Through the delirium assessment of patients, nurses pay more attention to effective communication between patients and family members of patients, educating patients to cooperate with nursing operations, enhancing the sense of security in the ward and confidence in disease rehabilitation. Nurse G2N8: “Because of illness, patients cannot stay and communicate with their family members for the time being, and family members also difficult to understand the actual situation of patients. After careful explanation of the assessment results, some changes have taken place between patients and family members in the care of patients with treatment.”

Avoiding disputes

For many ICU patients, because of the ward requirements, the patients’ families can not accompany them every time. The changes in the patient’s condition cannot be recognized by their families, and they will have a sense of distrust of the medical staff, especially when there appear to be unrelated cognitive problems with the disease. Family members cannot understand so it is easy to cause medical disputes. Through delirium assessment, nurses are aware of the changes in cognitive status, they can communicate with the family members of patients promptly, explain the problem, and get an understanding of the family members. Nurse G2N12: “When we communicate with family members of patients without delirium assessment, it is always difficult for us to explain the mental changes of patients, and through assessment, we can explain the changes of patients to family members carefully, so that family members can understand more and avoid disputes.”

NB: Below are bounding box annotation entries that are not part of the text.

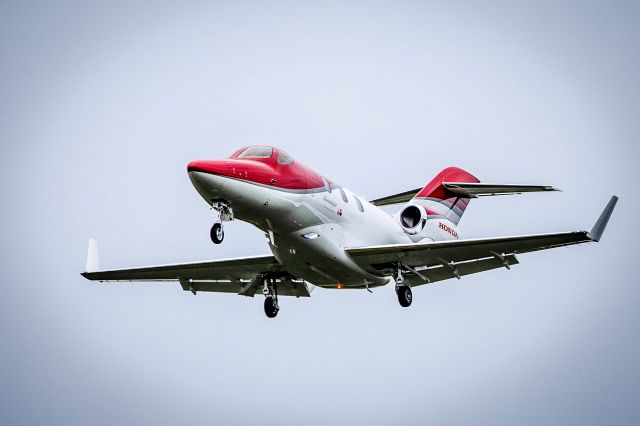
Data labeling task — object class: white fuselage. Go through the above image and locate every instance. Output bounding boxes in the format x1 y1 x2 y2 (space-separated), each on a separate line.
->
189 171 459 288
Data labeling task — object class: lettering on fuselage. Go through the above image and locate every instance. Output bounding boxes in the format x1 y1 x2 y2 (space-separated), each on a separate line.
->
438 222 458 238
322 195 338 208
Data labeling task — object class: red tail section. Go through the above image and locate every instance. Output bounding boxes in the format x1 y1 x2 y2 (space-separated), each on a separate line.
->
413 167 480 225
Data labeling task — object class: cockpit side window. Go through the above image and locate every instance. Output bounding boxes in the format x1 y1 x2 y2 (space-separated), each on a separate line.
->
338 187 349 203
353 195 364 212
320 176 331 193
237 146 273 158
278 150 293 164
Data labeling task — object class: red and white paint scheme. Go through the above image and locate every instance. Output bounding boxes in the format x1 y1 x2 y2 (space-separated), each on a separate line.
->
82 145 617 318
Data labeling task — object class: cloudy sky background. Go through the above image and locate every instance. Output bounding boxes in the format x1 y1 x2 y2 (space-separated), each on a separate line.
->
0 1 640 424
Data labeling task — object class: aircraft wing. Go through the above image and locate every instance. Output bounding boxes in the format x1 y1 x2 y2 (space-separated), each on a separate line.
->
346 196 618 285
82 251 313 297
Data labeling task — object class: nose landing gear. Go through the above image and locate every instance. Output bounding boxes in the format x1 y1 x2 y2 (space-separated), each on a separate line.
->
262 279 280 318
209 201 233 244
210 222 224 244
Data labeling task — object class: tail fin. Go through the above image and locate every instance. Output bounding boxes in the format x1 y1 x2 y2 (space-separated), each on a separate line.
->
411 167 480 225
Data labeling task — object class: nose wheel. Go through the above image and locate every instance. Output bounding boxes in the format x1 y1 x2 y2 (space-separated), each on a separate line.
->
211 222 224 244
262 279 280 318
209 201 233 244
396 285 413 308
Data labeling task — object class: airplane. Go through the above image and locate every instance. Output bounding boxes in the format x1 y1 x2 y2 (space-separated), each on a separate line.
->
82 145 618 318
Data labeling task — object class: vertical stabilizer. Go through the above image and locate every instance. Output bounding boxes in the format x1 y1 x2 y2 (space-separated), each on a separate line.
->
411 167 480 225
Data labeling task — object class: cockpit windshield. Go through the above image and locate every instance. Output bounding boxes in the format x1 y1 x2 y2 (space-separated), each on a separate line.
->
236 145 273 159
278 150 293 164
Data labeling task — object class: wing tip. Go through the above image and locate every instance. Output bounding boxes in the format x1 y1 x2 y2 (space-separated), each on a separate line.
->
82 238 100 272
587 195 618 242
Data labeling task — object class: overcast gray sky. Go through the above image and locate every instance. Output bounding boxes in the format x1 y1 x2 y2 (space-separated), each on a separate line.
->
0 1 640 424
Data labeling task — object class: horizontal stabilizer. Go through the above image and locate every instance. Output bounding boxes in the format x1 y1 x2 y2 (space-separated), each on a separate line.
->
442 182 559 198
371 182 559 206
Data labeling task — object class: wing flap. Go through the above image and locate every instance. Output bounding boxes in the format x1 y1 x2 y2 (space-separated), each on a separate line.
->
402 255 519 287
82 255 313 297
346 231 592 267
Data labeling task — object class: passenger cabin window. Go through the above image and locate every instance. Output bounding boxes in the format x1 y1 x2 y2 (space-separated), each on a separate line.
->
278 151 293 164
320 176 331 193
338 188 349 203
238 146 273 158
353 195 364 212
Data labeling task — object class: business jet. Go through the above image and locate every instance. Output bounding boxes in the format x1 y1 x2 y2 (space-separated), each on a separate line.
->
82 145 618 318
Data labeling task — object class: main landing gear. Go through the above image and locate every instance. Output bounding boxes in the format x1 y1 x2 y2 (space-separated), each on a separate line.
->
209 201 233 244
395 263 413 308
262 279 280 318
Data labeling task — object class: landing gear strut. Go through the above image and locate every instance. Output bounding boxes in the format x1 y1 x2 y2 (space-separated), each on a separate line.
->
395 262 413 308
262 279 280 318
211 222 224 244
396 285 413 308
209 201 233 244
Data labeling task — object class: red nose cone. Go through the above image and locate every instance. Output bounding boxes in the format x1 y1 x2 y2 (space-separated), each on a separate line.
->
187 160 229 175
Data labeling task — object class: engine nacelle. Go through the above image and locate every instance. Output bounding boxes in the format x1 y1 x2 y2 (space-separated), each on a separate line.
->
398 204 427 235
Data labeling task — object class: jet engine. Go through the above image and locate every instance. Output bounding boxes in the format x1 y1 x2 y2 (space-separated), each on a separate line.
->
399 204 427 235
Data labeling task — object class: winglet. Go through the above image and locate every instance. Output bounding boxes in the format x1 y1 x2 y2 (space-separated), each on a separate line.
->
86 238 100 272
588 195 618 242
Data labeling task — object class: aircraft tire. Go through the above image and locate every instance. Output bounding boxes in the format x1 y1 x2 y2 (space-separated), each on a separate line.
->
210 223 224 244
264 296 280 318
396 285 413 308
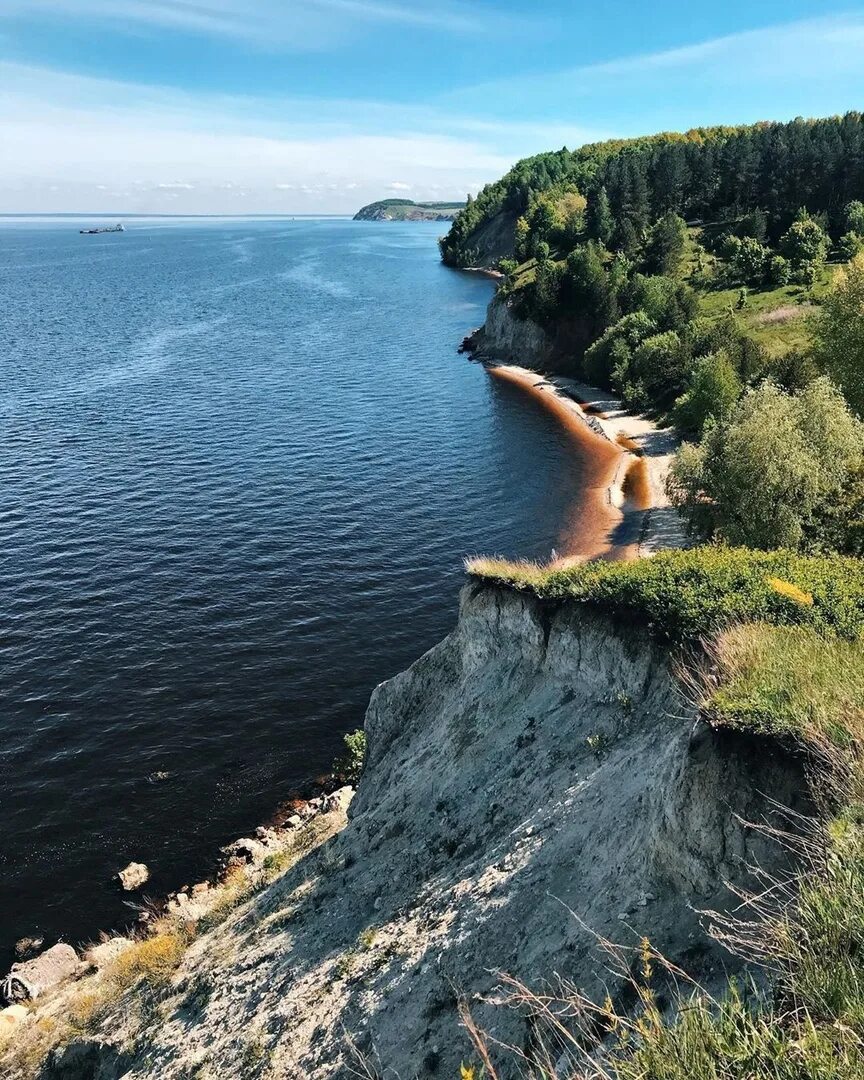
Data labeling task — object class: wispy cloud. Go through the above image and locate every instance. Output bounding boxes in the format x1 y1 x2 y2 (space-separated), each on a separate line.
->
0 62 570 212
0 0 501 49
446 11 864 133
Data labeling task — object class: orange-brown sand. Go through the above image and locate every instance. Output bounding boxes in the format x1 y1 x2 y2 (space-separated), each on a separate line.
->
488 366 635 559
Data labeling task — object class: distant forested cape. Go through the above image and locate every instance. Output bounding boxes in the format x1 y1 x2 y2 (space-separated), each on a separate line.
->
441 112 864 267
354 199 465 221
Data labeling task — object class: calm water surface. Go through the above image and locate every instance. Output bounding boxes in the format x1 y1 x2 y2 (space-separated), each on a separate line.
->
0 220 596 947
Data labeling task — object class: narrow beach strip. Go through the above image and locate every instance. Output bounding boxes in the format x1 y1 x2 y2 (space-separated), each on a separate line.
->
485 361 687 563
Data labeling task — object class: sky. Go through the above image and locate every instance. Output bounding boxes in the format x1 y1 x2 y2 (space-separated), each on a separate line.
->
0 0 864 216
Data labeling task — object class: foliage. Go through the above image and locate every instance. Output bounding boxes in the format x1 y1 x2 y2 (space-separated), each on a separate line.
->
585 186 615 247
583 310 658 387
674 349 741 435
706 622 864 748
842 199 864 237
837 231 864 262
780 211 829 274
333 728 366 784
645 211 687 274
669 378 864 549
813 254 864 416
467 545 864 640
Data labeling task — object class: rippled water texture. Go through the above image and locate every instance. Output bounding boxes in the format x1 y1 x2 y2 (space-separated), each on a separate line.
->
0 220 600 947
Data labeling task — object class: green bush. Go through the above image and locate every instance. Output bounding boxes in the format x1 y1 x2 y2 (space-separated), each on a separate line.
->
667 378 864 550
469 545 864 640
333 728 366 784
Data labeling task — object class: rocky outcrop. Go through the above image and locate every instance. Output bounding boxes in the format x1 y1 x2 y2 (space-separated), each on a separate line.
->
52 584 809 1080
467 293 555 367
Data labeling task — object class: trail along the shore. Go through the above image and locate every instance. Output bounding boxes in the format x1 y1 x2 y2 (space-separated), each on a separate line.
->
485 361 687 563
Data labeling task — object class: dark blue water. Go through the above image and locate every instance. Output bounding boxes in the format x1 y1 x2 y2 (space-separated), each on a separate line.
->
0 221 580 946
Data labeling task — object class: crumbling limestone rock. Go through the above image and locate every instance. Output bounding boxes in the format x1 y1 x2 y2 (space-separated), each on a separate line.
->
0 943 81 1003
322 786 354 813
84 937 134 970
0 1005 30 1040
117 863 150 892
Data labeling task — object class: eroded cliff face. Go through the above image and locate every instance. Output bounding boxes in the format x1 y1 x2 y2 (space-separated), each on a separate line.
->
44 585 807 1080
474 294 555 367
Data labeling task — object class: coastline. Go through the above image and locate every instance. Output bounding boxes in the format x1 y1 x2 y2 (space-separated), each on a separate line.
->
482 360 687 565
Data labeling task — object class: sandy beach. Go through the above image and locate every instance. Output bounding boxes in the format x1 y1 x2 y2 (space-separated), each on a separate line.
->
485 362 687 563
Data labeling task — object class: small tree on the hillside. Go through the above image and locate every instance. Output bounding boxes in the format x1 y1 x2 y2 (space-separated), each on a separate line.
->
645 211 687 274
813 253 864 416
732 237 771 285
514 217 531 262
667 378 864 550
780 211 828 278
837 231 864 261
675 349 741 435
585 188 615 247
843 199 864 237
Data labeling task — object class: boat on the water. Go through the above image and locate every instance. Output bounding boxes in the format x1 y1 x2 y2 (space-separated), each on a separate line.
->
78 222 126 237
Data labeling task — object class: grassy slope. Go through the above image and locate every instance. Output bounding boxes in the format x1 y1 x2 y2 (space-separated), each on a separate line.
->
468 548 864 1080
492 229 842 357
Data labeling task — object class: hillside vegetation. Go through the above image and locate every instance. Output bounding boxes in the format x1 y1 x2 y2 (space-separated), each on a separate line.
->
354 199 465 221
441 112 864 554
457 112 864 1080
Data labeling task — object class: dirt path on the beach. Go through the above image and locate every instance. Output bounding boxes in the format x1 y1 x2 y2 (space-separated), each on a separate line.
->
486 363 687 562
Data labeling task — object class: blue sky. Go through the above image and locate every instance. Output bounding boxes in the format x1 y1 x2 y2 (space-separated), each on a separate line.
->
0 0 864 213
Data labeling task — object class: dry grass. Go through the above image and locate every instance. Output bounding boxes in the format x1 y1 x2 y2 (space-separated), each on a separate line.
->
464 555 552 590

Focusing on long-term complications

Delirium assessment enables nurses to realize that delirium in the ward may lead to changes in cognitive function in patients later, and it is very important for the quality of life of patients. Nurse G1N2: “Our ward is less likely to focus on continuing care after a month, two months, and three months… but if delirium occurs during hospitalization, we find that patients stay in hospital significantly longer, and later recovery is slower than patients with the same disease.”

Discussions

In our study, geriatric specialist nurses have a deep understanding of delirium and delirium assessment in their daily work, and a new understanding of previously unnoticed or neglected changes in cognitive status. While the immediate threat of delirium may not be perceived as the foremost concern, nurses have reported observing acute changes in vital signs, such as “elevated body temperature, increased heart rate, and decreased oxygen saturation,” which take precedence in their clinical assessments. This observation aligns with existing literature, indicating that nurses often regard delirium as a lower-priority issue within the ICU setting. The prevailing belief is that delirious patients are not typically viewed as being in significant discomfort, as they may not necessitate specialized treatment or support beyond standard care protocols. Although delirium assessment is incorporated into the overall physical examination, it is not commonly afforded the highest priority by healthcare professionals. This perspective may stem from the assumption that delirium does not warrant the same level of immediate intervention as other critical conditions presenting with more overtly alarming symptoms [ 35 ]. At the same time, 50% of nurses give priority to young adults with mixed delirium, and the last priority is inefficient delirium in older patients [ 36 , 37 ].

There were various barriers to the clinical use of the delirium scale, including language, educational level of the population, frequency of assessment, social problems, and nurses’ assessment ability. It has been reported that assisting the elderly residing in nursing homes is essential to fulfill their emotional and psychological needs, thereby safeguarding and enhancing their spiritual well-being [ 38 , 39 ]. Although the scale has been localized and localized in Chinese, there are still many practical problems in clinical use. The deficiency in nurses’ knowledge regarding delirium is a pivotal issue that significantly hampers heir assessment capabilities, as evidenced by recent studies [ 40 , 41 ]. This underscores the necessity for incorporating delirium knowledge training into the routine professional development curriculum for healthcare providers. Such training would not only enhance their diagnostic proficiency but also equip them with the necessary skills to implement effective care protocols for patients at risk of delirium [ 42 ]. Another important point that nurses have repeatedly mentioned is the frequency of assessment. According to the requirements of the scale [ 43 ], at least once every 8 h, but the such frequency will cause problems. Nurses worry that delirium assessments may embarrass patients, families, and professionals, and some patients show signs of frustration and anger [ 44 , 45 , 46 ]. The frequency of cognitive assessments is a topic of ongoing debate among healthcare stakeholders. However, the evidence indicates that alterations in cognitive status or behavior should serve as a primary indicator for assessment. It is more logical to conduct assessment in response to changes in a patient’s condition, employing a dynamic approach to selecting the timing of assessments. This practice diverges from the conventional, prescriptive use of standardized assessment tools, which may not always align with the individual needs of patients experiencing cognitive fluctuations.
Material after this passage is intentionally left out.